Auch kritische Twitter-Nachrichten führten zu staatlichen Ermittlungen. So wurde gegen die Journalistin Nurcan Baysal aus der südosttürkischen Stadt Diyarbakır wegen eines Tweets ermittelt, in dem sie unter anderem die Versorgungsengpässe bei Atemmasken kritisiert hatte. "Journalisten werden sich bei diesem Klima zwangsläufig selbst zensieren, um einer Gefängnisstrafe zu entgehen", sagte Baysal. "Der Staat ist bei der Beförderung dieser Ängste bereits sehr erfolgreich."

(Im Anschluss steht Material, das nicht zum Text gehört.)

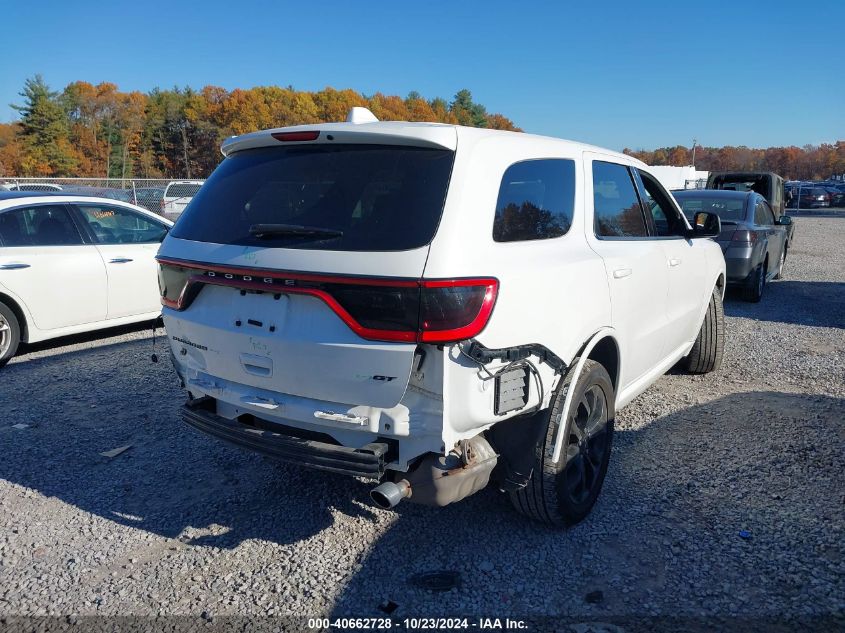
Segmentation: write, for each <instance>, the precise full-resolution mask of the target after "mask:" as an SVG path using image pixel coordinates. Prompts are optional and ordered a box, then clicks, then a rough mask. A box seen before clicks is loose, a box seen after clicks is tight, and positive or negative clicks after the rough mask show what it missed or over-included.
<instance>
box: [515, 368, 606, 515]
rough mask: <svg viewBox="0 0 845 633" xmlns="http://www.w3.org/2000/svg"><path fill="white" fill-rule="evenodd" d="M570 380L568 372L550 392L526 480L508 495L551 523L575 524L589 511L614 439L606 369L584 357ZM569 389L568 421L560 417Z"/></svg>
mask: <svg viewBox="0 0 845 633" xmlns="http://www.w3.org/2000/svg"><path fill="white" fill-rule="evenodd" d="M571 380H572V378H571V372H570V374H569V375H567V376H566V377H564V378H563V380H562V381H561V384H560V385H559V386H558V388H557V390H556V392H555V395H554V398H553V401H552V406H551V407H550V408H549V413H548V416H549V417H548V423H547V424H548V426H547V430H546V434H545V436H544V437H543V439H542V440H541V441H540V442H539V443H538V444H537V446H536V447H535V449H534V450H535V457H536V460H535V463H534V470H533V472H532V474H531V479H529V480H528V484H527V485H526V486H525V487H524V488H521V489H520V490H517V491H516V492H512V493H510V499H511V503H513V505H514V507H515V508H516V509H517V510H518V511H519V512H521V513H522V514H524V515H525V516H528V517H531V518H532V519H536V520H537V521H542V522H543V523H546V524H548V525H554V526H567V525H575V524H576V523H578V522H579V521H581V520H583V519H584V518H585V517H586V516H587V515H588V514H589V513H590V510H591V509H592V508H593V505H594V504H595V502H596V499H597V498H598V496H599V493H600V492H601V487H602V484H603V483H604V476H605V474H606V473H607V464H608V461H609V459H610V449H611V445H612V442H613V421H614V418H615V416H616V410H615V400H616V396H615V394H614V391H613V383H612V382H611V380H610V376H609V375H608V374H607V370H605V368H604V367H603V366H602V365H601V364H599V363H597V362H595V361H593V360H587V361H586V362H585V363H584V368H583V371H582V372H581V375H580V376H579V378H578V381H577V383H576V384H575V385H574V386H573V385H572V384H571ZM569 389H575V392H574V394H573V398H572V407H571V411H570V412H569V416H568V417H569V419H568V420H561V414H562V412H563V404H564V402H565V400H566V394H567V393H568V392H569ZM561 424H566V430H565V432H564V435H563V438H564V442H565V444H564V446H563V448H562V450H561V454H560V458H559V459H558V460H557V461H554V460H553V459H552V457H551V452H552V449H553V447H554V443H555V439H556V437H557V432H558V428H559V427H560V425H561Z"/></svg>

Keine Freiheit für politische Häftlinge
Das vergiftete Verhältnis zwischen türkischer Presse und der Regierung zeigt sich auch in der jüngst erfolgten vorzeitigen Entlassung von 90.000 Gefangenen, die der Ansteckungsgefahr in Gefängnissen vorbeugen sollte. Die Amnestie zum Schutz vor Corona gilt nicht für Journalisten und politische Gefangene.
Die Opposition kündigte an, gegen den Erlass vor das Verfassungsgericht zu ziehen. Für den Türkei-Vertreter von Reporter ohne Grenzen, Erol Önderoğlu, steht fest: "Für Erdoğan sind oppositionelle Medien noch schlimmer als ein Virus. Die Reform zeigt, dass die Regierung Medienvertreter eher mit der Pest gleichsetzen."